In addition to endothelial uptake in the lung (Dahlman et al., 2014; Khan et al., 2018; Cheng et al., 2020), LNPs have been developed for more effective delivery to the lung via nebulization. Delivery of mRNA encoding a neutralizing antibody to haemagglutinin via optimized LNPs could protect mice from a lethal challenge of the H1N1 influenza A virus (Lokugamage et al., 2021). Systematic evaluation of multi-component LNPs has led to the development of LNPs that enable tissue-selective RNA delivery to the lung, even with intravenous administration (Liu et al., 2021). Similar approaches have developed LNPs to deliver mRNA with traditional (Cre recombinase) and CRISPR-Cas9 gene editing tools in vivo to lung epithelium via inhalation (Li et al., 2023). Compared to DNA-based viral gene therapy, this strategy avoids long-term expression of genome editors, which can lead to the accumulation of off-target genome mutations. Compared to viral vectors, which elicit an adaptive immune response, this strategy also allows for repeated delivery.

3.2 Polymer and polymer-based nanoparticles

A polymer is a macromolecule that consists of multiples of a simpler chemical unit called a monomer and can be natural or synthetic. Polymers are good delivery vehicles because they are biocompatible and have simple formulation parameters that can adopt a variety of possible structures and characteristics (Mitchell et al., 2021). Basic traits such as charge, degradability and molecular weight can be varied to generate desired characteristics (Paunovska et al., 2022). Polymers such as poly (ethylenimine) (PEI), poly (L-lysine) (PLL) and poly (beta-amino-ester) (PBAE) can complex to the anionic phosphodiester backbone of RNA via cationic amine groups. Polymers that do not contain cationic groups can be designed to contain separate cationic groups to serve the same purpose.

The respiratory system presents an accessible but challenging drug delivery target. While there is direct access to the environment through the airways, biological barriers designed for protection against foreign materials, such as mucus, must be overcome for effective delivery. PBAE nanoparticles containing mRNA administered intranasally in mice show expression of the protein product and no evidence of toxicity, such as granuloma or chronic inflammation, for up to 3 months (Su et al., 2011). PBAEs have been used to design stable biodegradable DNA nanoparticles that can penetrate highly adhesive human mucus gel layers and could achieve stable and repeatable transgene delivery in a mouse model (Mastorakos et al., 2015). These PBAE based polyplexes delivered via aerosol can have localized delivery without evidence of reporter mRNA expression in other tissues (Patel et al., 2019).
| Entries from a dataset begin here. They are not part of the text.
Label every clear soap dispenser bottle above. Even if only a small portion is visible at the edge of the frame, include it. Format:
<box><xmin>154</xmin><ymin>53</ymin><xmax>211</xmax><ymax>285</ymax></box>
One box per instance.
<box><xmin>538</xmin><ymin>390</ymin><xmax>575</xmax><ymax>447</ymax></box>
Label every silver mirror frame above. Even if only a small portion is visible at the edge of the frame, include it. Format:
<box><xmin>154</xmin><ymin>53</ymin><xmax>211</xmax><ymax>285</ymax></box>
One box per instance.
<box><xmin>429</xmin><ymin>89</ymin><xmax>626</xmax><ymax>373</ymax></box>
Other polymer-based nanoparticles can also target the lung. Nanoparticles with multi-modular peptides with three different functional modules and poloxamine polymers are able to deliver co-packaged payloads of mRNA and pDNA for CFTR gene knock-in in vivo (Guan et al., 2019). The combination payload consisted of a sleeping beauty transposon containing CFTR sequences and a transposase-encoding mRNA. An advantage of this RNA-based system for gene knock-in is that the transposase is expressed only temporarily and reduces the risk of ongoing insertional mutations (Kebriaei et al., 2017). Importantly, there were fewer integration sites within RefSeq mouse genes compared to lentiviral or adeno-associated viral vectors.
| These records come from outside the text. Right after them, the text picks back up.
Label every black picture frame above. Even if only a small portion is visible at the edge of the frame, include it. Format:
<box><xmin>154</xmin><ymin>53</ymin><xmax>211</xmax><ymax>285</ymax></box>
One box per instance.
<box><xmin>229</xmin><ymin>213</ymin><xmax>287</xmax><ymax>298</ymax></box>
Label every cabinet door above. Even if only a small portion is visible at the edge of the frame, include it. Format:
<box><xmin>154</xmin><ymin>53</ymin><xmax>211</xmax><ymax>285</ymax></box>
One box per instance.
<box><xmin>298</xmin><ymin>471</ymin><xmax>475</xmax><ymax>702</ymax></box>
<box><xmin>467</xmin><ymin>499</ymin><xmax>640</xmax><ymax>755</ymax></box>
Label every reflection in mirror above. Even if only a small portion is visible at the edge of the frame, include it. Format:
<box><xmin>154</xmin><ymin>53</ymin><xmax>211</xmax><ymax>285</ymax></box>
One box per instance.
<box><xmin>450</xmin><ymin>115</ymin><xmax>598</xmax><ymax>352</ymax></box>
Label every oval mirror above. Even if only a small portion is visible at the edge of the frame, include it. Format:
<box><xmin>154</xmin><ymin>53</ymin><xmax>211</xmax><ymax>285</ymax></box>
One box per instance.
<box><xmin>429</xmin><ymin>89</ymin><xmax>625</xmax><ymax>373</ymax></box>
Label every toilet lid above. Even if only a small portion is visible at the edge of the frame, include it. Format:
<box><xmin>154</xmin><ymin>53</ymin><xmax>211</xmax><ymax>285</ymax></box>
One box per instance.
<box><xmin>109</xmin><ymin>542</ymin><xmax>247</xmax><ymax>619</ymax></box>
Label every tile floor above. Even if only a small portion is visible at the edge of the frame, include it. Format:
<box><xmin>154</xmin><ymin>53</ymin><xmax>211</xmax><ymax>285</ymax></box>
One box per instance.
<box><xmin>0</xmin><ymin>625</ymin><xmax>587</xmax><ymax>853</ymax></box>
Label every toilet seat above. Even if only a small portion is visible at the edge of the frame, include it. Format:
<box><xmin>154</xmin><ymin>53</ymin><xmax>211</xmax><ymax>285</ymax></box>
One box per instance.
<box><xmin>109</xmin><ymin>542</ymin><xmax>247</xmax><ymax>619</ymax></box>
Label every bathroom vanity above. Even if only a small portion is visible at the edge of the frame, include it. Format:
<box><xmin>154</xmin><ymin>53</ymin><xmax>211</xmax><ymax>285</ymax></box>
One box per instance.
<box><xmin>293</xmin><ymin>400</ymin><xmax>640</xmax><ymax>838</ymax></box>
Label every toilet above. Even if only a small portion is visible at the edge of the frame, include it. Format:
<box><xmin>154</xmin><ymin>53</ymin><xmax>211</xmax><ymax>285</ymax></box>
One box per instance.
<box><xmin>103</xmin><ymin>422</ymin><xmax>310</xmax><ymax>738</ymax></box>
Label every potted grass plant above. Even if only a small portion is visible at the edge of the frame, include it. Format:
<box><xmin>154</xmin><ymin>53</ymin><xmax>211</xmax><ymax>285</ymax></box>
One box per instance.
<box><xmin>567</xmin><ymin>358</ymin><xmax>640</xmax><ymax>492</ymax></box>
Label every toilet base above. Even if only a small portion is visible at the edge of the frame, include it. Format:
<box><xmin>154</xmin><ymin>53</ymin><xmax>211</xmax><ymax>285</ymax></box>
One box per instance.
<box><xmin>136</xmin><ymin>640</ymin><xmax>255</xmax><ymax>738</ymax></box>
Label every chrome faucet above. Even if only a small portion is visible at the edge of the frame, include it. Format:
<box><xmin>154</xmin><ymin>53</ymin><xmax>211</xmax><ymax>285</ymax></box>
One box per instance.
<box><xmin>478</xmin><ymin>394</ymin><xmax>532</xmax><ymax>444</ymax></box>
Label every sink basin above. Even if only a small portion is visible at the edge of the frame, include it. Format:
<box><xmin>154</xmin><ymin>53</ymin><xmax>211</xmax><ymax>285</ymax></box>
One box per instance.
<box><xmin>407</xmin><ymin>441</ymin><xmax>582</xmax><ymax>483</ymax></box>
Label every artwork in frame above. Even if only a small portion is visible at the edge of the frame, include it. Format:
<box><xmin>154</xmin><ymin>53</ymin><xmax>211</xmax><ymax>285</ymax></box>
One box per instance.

To achieve site-specific editing of CFTR, poly (lactic-co-glycolic) acid (PLGA) nanoparticles have been used to deliver peptide nucleic acids (PNAs) to correct F508del CFTR mutation in vitro in human bronchial epithelial cells and in vivo in a CF murine model (McNeer et al., 2015). Airway mucus can pose a challenge to drug delivery in cystic fibrosis and other lung diseases. Hybrid lipid-polymer nanoparticles comprising a PLGA core and a dipalmitoylphosphatidylcholine (DPPC) shell engineered for inhalation can penetrate the mucous barrier and release PNA cargo within the cytoplasm (Comegna et al., 2021). Furthermore, polymer-based nanoparticles have been designed that can deliver mRNA to immune cells within the lung. These nanoparticles can be administered systemically and may be helpful for pulmonary-specific immunomodulation (Ke et al., 2020).
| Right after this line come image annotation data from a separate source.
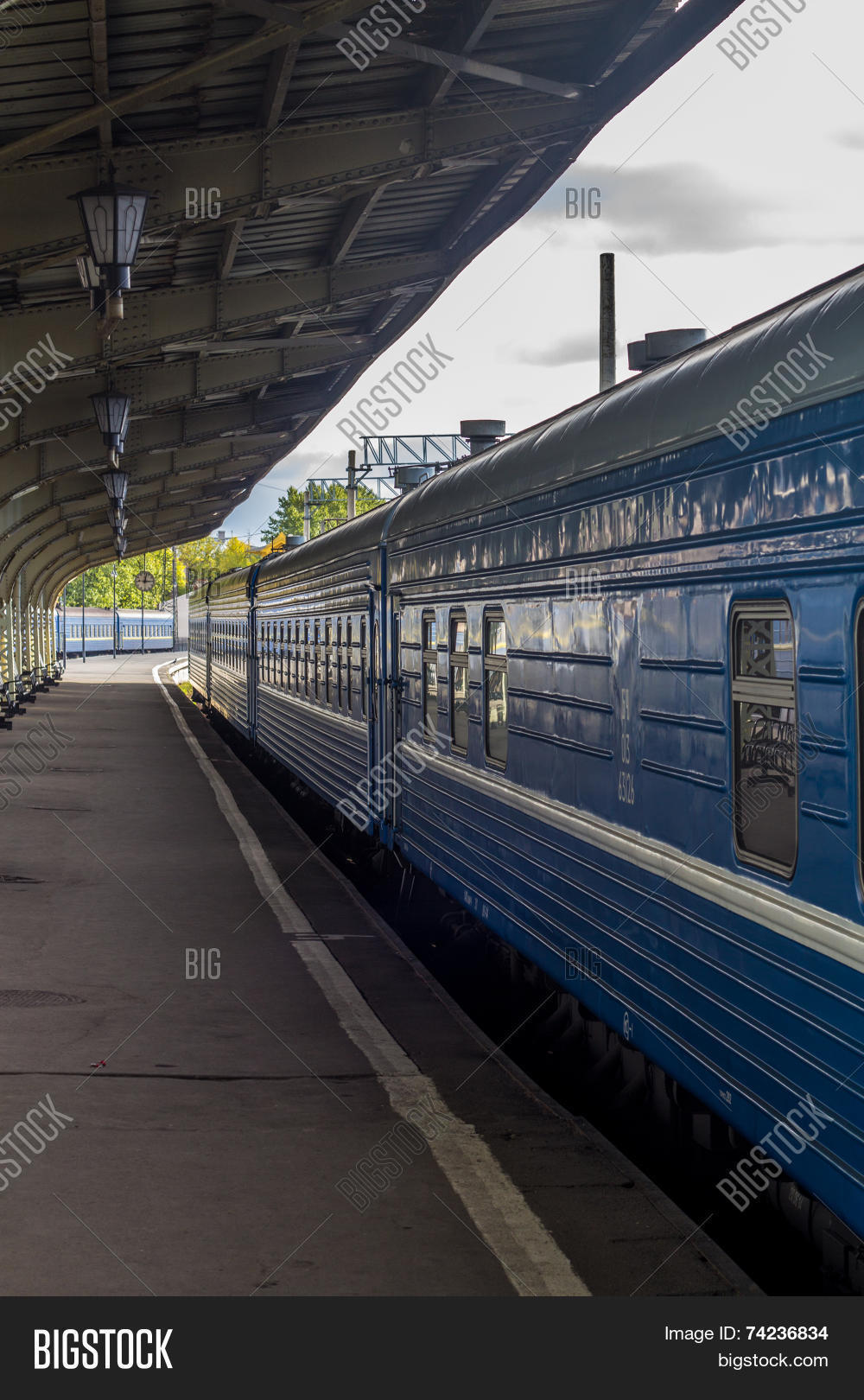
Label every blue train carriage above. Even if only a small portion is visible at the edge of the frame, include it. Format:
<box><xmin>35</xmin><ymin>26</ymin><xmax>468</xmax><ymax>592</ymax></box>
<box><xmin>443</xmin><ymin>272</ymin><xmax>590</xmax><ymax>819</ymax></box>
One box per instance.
<box><xmin>54</xmin><ymin>608</ymin><xmax>174</xmax><ymax>657</ymax></box>
<box><xmin>118</xmin><ymin>608</ymin><xmax>174</xmax><ymax>652</ymax></box>
<box><xmin>206</xmin><ymin>564</ymin><xmax>259</xmax><ymax>738</ymax></box>
<box><xmin>253</xmin><ymin>504</ymin><xmax>392</xmax><ymax>830</ymax></box>
<box><xmin>386</xmin><ymin>270</ymin><xmax>864</xmax><ymax>1254</ymax></box>
<box><xmin>54</xmin><ymin>608</ymin><xmax>115</xmax><ymax>657</ymax></box>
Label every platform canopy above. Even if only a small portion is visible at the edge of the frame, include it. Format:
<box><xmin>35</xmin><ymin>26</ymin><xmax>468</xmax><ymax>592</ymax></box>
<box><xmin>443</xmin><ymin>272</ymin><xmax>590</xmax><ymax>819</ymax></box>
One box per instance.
<box><xmin>0</xmin><ymin>0</ymin><xmax>735</xmax><ymax>609</ymax></box>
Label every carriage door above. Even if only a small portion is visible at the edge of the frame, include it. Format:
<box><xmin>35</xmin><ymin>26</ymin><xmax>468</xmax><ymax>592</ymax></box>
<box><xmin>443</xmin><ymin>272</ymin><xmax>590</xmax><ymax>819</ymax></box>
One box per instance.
<box><xmin>386</xmin><ymin>595</ymin><xmax>402</xmax><ymax>831</ymax></box>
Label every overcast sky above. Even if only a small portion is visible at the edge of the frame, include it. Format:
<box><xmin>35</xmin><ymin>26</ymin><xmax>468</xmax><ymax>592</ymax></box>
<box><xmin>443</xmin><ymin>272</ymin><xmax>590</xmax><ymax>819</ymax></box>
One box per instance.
<box><xmin>224</xmin><ymin>0</ymin><xmax>864</xmax><ymax>544</ymax></box>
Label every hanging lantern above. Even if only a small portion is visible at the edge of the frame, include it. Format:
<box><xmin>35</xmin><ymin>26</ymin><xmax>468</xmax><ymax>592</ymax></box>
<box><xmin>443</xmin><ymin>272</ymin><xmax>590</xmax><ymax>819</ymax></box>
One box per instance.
<box><xmin>102</xmin><ymin>468</ymin><xmax>129</xmax><ymax>506</ymax></box>
<box><xmin>72</xmin><ymin>183</ymin><xmax>149</xmax><ymax>294</ymax></box>
<box><xmin>90</xmin><ymin>391</ymin><xmax>131</xmax><ymax>453</ymax></box>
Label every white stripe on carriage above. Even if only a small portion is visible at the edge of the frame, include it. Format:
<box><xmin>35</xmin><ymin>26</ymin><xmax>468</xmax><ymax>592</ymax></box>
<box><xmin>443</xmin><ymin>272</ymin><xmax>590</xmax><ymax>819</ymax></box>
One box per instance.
<box><xmin>403</xmin><ymin>741</ymin><xmax>864</xmax><ymax>971</ymax></box>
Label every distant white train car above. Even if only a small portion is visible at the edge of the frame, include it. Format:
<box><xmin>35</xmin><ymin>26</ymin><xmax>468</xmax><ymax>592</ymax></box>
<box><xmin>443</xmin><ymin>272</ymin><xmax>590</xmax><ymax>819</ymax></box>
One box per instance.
<box><xmin>54</xmin><ymin>608</ymin><xmax>174</xmax><ymax>657</ymax></box>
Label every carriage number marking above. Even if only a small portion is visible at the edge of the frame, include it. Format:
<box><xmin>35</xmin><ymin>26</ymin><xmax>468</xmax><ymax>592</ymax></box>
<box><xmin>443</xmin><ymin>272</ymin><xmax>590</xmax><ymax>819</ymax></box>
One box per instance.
<box><xmin>618</xmin><ymin>690</ymin><xmax>636</xmax><ymax>806</ymax></box>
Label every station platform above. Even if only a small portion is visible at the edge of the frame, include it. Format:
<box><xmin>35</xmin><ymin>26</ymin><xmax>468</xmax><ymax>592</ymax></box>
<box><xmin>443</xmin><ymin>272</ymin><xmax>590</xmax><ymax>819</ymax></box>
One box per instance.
<box><xmin>0</xmin><ymin>655</ymin><xmax>758</xmax><ymax>1296</ymax></box>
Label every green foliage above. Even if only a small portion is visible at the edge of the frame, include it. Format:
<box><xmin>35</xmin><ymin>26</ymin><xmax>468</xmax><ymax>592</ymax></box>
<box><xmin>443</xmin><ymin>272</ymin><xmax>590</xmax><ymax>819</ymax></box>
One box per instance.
<box><xmin>66</xmin><ymin>536</ymin><xmax>257</xmax><ymax>608</ymax></box>
<box><xmin>262</xmin><ymin>481</ymin><xmax>382</xmax><ymax>544</ymax></box>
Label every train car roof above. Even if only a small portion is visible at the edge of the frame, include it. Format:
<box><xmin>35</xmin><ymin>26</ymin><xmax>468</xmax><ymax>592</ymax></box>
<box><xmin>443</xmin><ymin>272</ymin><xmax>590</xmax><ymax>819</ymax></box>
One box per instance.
<box><xmin>255</xmin><ymin>500</ymin><xmax>399</xmax><ymax>594</ymax></box>
<box><xmin>388</xmin><ymin>267</ymin><xmax>864</xmax><ymax>544</ymax></box>
<box><xmin>206</xmin><ymin>564</ymin><xmax>257</xmax><ymax>605</ymax></box>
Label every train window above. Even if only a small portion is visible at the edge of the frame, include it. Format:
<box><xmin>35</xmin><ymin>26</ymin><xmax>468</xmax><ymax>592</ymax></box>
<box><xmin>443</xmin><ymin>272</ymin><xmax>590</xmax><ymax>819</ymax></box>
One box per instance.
<box><xmin>855</xmin><ymin>605</ymin><xmax>864</xmax><ymax>886</ymax></box>
<box><xmin>483</xmin><ymin>610</ymin><xmax>507</xmax><ymax>767</ymax></box>
<box><xmin>336</xmin><ymin>617</ymin><xmax>343</xmax><ymax>713</ymax></box>
<box><xmin>733</xmin><ymin>603</ymin><xmax>798</xmax><ymax>875</ymax></box>
<box><xmin>422</xmin><ymin>612</ymin><xmax>438</xmax><ymax>738</ymax></box>
<box><xmin>372</xmin><ymin>623</ymin><xmax>381</xmax><ymax>720</ymax></box>
<box><xmin>449</xmin><ymin>612</ymin><xmax>467</xmax><ymax>754</ymax></box>
<box><xmin>323</xmin><ymin>617</ymin><xmax>334</xmax><ymax>704</ymax></box>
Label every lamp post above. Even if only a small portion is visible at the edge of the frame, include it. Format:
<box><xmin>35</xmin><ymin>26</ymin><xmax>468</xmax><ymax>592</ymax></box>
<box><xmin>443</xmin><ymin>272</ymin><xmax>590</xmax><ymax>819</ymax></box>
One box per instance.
<box><xmin>171</xmin><ymin>544</ymin><xmax>176</xmax><ymax>651</ymax></box>
<box><xmin>70</xmin><ymin>180</ymin><xmax>149</xmax><ymax>321</ymax></box>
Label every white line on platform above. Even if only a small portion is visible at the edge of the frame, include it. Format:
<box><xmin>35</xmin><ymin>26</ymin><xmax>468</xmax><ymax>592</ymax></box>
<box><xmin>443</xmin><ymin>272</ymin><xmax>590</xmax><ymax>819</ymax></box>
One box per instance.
<box><xmin>153</xmin><ymin>666</ymin><xmax>589</xmax><ymax>1298</ymax></box>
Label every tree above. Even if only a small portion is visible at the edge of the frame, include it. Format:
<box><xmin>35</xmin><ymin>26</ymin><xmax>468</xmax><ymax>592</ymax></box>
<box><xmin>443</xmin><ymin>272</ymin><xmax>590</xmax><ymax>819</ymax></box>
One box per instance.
<box><xmin>260</xmin><ymin>481</ymin><xmax>384</xmax><ymax>544</ymax></box>
<box><xmin>66</xmin><ymin>536</ymin><xmax>259</xmax><ymax>608</ymax></box>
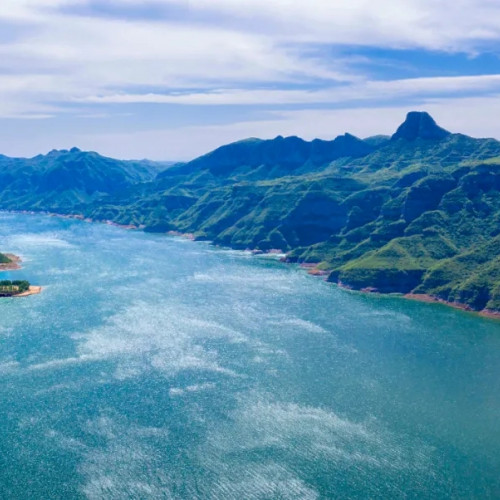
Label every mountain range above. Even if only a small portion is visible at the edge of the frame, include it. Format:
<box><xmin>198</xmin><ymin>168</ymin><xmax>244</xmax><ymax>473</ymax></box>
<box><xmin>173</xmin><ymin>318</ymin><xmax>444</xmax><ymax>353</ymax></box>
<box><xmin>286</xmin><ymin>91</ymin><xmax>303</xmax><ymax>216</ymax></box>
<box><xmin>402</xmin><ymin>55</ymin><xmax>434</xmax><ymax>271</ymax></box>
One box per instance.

3.3 Cell-penetrating peptides

Peptide nanoparticles leverage amino acid sequences to impart properties such as structure, charge, solubility, and polarity, which can facilitate interactions with RNA and cellular uptake (Chow et al., 2020). KL4 peptides, which mimic surfactant protein B, can be formulated as a dry powder and deliver both siRNA and mRNA to the lung (Qiu et al., 2017; Qiu et al., 2019). Peptide-based delivery vehicles can also be formulated to target specific cell types. For example, complexes of oligoarginine micelles with high mobility group (HMG) peptide ligands can target activated alveolar macrophages (Choi et al., 2020).

3.4 Hybrid delivery systems

Hybrid systems that contain two or more delivery vectors can benefit from the properties of multiple classes of delivery vehicles. These include lipid-polymer hybrids, lipid-peptide hybrids and polymer-peptide hybrids, amongst other possibilities (Chow et al., 2020). Lipid-polymer nanoparticles can facilitate enhanced lung retention for siRNA in vivo (Thanki et al., 2019).

Layer-by-layer assembly of hybrid delivery systems allows the development of purpose-built solutions for special applications such as pleural disease. Surface-fill hydrogel nanocomposite is a materials platform developed to deliver microRNA to complex anatomic surfaces locally. SFH requires two polymers prepared in a two-stage process (Majumder et al., 2021). The first stage involves the assembly of a novel peptide-based miRNA nanoparticle whereby an intrinsically disordered cationic peptide is complexed with double-stranded miRNA mimics with a chemically modified anionic backbone. In the second stage, these particles are encapsulated into a shear-thinning, self-assembling hydrogel. This surface-fill hydrogel (SFH) can be sprayed or injected onto large, anatomically complex surfaces such as the pleura to deliver RNA (Choi et al., 2022).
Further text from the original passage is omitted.